ProCare Water Treatment Inc. of Canada has finalized an exclusive distributorship agreement with Inlet AS to promote and supply Norway, Denmark and Sweden with Legionella control water treatment technology for healthcare facilities, nursing homes, hotels and cruise ships.
Inlet has agreed to partner with, and undertake technology training for, the Canadian manufacturing company that specializes in Legionella control and prevention water treatment technology.
Inlet's primary mandate in Scandinavia will be to develop long term strategic relations within the industry, sales and distribution, training, installations, quality control assurance, on-going local technology support and monitoring.
"Many facility operators and owners have difficulty respecting environmental guidelines and laws when dealing with Legionella bacteria. Logistically and financially, traditional water treatment techniques such as chlorine dosing or thermal shocking offer marginal short term results and are not cost effective." said Stein Ove Gordner, general manager of Inlet in Norway. "What industry requires is this long term and affordable solution that delivers safe water while eliminating unnecessary exposure and labor costs. ProCare Water Treatment Inc. has uniquely proven this to be possible and is the reason why we have chosen them to proceed with their technology and strategic partnership."

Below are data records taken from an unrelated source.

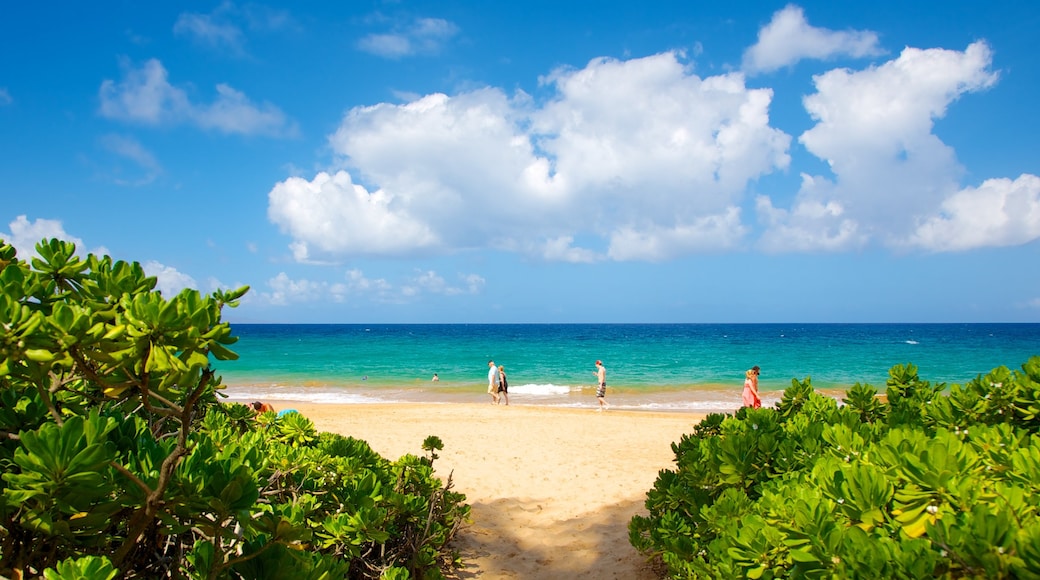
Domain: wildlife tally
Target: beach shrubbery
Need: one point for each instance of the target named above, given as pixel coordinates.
(926, 482)
(119, 460)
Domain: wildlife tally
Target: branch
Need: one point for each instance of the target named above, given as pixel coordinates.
(136, 480)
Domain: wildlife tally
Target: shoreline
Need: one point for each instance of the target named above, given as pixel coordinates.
(703, 401)
(551, 489)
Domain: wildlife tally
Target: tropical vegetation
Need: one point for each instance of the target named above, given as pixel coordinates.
(121, 460)
(926, 481)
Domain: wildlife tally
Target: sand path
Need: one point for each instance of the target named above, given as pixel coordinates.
(551, 490)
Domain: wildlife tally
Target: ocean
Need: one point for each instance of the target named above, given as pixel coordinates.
(650, 367)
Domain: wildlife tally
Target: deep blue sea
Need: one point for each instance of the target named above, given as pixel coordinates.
(676, 367)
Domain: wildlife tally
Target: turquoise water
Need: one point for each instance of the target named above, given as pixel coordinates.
(696, 367)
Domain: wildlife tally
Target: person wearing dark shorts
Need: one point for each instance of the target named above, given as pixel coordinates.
(503, 385)
(600, 373)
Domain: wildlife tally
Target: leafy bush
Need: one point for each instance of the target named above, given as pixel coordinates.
(119, 459)
(921, 483)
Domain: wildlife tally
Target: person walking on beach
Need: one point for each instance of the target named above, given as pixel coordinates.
(600, 373)
(750, 395)
(493, 381)
(503, 385)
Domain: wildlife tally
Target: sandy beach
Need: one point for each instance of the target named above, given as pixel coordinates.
(551, 490)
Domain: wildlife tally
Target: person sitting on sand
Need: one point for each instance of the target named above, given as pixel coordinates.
(750, 395)
(260, 407)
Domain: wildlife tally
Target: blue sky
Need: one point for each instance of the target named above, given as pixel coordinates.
(538, 161)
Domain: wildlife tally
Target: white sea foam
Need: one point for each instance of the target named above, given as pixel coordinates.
(546, 390)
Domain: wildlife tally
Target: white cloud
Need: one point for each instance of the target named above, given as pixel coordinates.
(562, 249)
(891, 174)
(434, 283)
(25, 235)
(210, 31)
(424, 35)
(146, 96)
(1001, 212)
(637, 152)
(788, 38)
(283, 290)
(331, 216)
(128, 148)
(169, 281)
(663, 242)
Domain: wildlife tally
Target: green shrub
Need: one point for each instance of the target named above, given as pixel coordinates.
(929, 483)
(120, 460)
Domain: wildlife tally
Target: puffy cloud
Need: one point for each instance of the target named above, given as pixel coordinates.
(331, 216)
(657, 243)
(640, 155)
(999, 212)
(169, 281)
(283, 290)
(435, 284)
(146, 96)
(788, 38)
(211, 31)
(128, 148)
(875, 130)
(25, 235)
(424, 35)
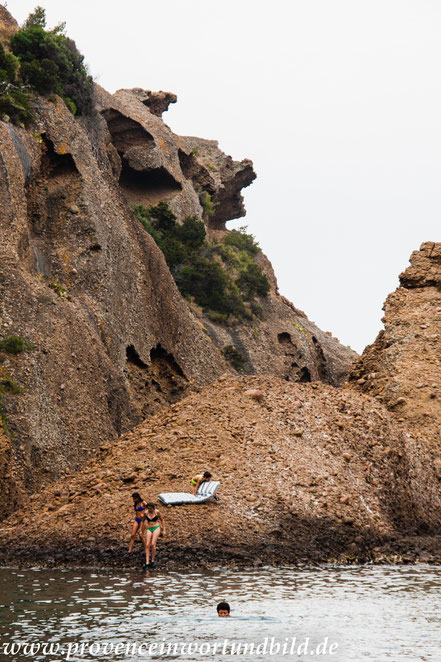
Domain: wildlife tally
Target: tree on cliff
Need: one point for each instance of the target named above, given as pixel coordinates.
(50, 62)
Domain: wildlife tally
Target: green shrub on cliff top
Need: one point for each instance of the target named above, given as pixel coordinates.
(220, 278)
(14, 98)
(44, 61)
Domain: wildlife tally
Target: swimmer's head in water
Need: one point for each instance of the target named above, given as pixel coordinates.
(223, 609)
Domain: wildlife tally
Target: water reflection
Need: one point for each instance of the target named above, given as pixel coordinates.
(373, 613)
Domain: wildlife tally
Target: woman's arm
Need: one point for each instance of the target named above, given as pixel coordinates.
(161, 520)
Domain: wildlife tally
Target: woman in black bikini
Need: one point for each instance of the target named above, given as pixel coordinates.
(155, 528)
(139, 524)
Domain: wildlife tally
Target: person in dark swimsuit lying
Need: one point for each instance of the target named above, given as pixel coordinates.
(155, 527)
(139, 524)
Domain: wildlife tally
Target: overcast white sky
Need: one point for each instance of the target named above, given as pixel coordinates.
(337, 102)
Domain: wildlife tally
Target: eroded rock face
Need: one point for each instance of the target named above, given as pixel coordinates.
(402, 368)
(83, 283)
(110, 339)
(307, 472)
(8, 25)
(158, 165)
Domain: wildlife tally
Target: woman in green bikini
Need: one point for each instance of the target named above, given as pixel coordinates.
(155, 526)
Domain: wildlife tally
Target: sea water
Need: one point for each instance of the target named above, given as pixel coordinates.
(345, 614)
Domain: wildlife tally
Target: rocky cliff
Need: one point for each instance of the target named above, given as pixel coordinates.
(328, 481)
(402, 369)
(106, 338)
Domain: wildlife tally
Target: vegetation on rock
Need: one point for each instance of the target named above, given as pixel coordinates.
(42, 61)
(220, 277)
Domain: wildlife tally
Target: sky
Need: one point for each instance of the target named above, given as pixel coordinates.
(337, 103)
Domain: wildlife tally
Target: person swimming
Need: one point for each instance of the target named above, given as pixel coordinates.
(138, 525)
(223, 609)
(155, 527)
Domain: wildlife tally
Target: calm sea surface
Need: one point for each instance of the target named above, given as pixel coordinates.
(332, 613)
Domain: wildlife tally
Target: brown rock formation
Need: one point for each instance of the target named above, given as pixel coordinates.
(402, 368)
(156, 102)
(329, 477)
(8, 25)
(110, 339)
(80, 280)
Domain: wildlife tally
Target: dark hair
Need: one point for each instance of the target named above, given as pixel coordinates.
(223, 605)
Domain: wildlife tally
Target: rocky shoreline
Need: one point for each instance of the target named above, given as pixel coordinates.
(328, 483)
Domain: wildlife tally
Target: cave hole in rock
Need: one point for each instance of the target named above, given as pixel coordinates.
(147, 188)
(156, 384)
(305, 375)
(322, 364)
(160, 355)
(284, 338)
(134, 358)
(188, 164)
(52, 192)
(126, 132)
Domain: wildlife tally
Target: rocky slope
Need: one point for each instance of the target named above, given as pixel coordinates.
(402, 368)
(109, 339)
(328, 479)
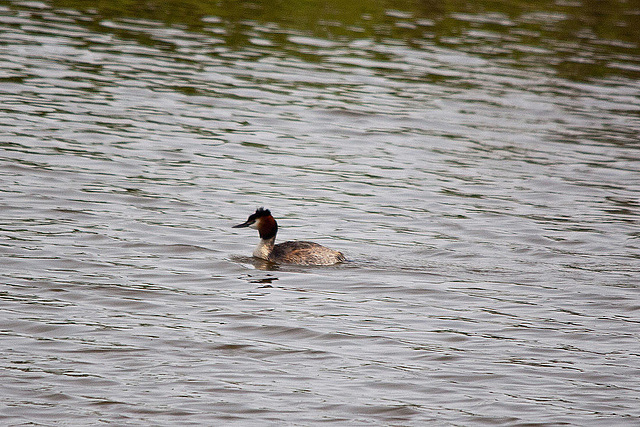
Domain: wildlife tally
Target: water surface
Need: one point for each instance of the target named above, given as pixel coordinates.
(477, 164)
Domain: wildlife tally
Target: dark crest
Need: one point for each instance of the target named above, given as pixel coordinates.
(260, 212)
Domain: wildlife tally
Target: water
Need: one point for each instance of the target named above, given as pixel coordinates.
(479, 168)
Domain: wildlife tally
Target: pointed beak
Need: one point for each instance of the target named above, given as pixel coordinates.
(244, 224)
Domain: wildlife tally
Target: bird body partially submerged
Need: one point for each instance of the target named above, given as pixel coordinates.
(293, 252)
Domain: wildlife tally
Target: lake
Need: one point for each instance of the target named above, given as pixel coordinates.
(478, 163)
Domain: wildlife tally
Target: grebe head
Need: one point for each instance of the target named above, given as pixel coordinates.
(263, 222)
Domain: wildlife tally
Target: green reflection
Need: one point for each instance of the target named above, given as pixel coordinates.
(579, 40)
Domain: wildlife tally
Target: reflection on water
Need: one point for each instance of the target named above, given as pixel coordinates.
(476, 162)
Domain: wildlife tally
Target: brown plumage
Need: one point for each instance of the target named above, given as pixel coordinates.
(295, 252)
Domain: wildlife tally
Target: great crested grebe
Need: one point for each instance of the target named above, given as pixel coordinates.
(303, 253)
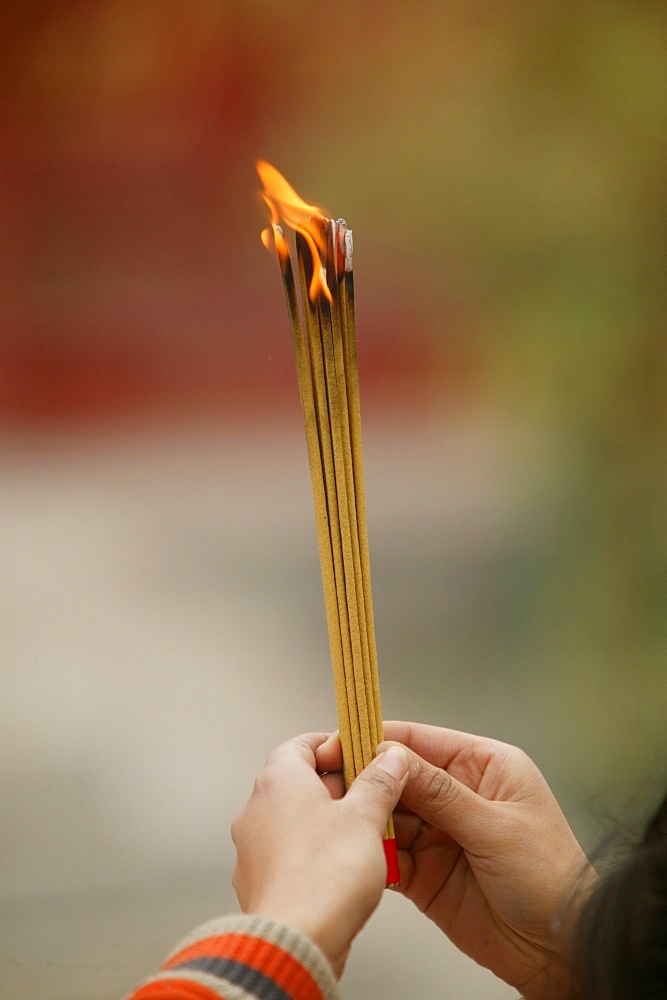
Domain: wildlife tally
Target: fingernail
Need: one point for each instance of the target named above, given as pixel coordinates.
(395, 761)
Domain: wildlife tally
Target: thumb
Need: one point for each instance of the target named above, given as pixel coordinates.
(439, 799)
(378, 788)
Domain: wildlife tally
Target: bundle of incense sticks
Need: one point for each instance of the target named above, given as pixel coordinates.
(321, 315)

The technology is based on the ionization process of pure elemental copper and silver into a water distribution system. Safe and harmless to humans, the modern version of the technology is widely recognized by health authorities around the world as part of an overall Legionella control and prevention program.
ProCare Water Treatment Inc. has additional strategic business partnership in the United States and most of Europe.
Legionnaires' disease is a type of pneumonia that can occur when water droplets contaminated with Legionella bacteria are inhaled by a susceptible host. The elderly and people with weakened immune systems are prone to infections when exposed to the bacteria. Although it is widely under-diagnosed, as much as 43% of known reported cases succumb to the infection.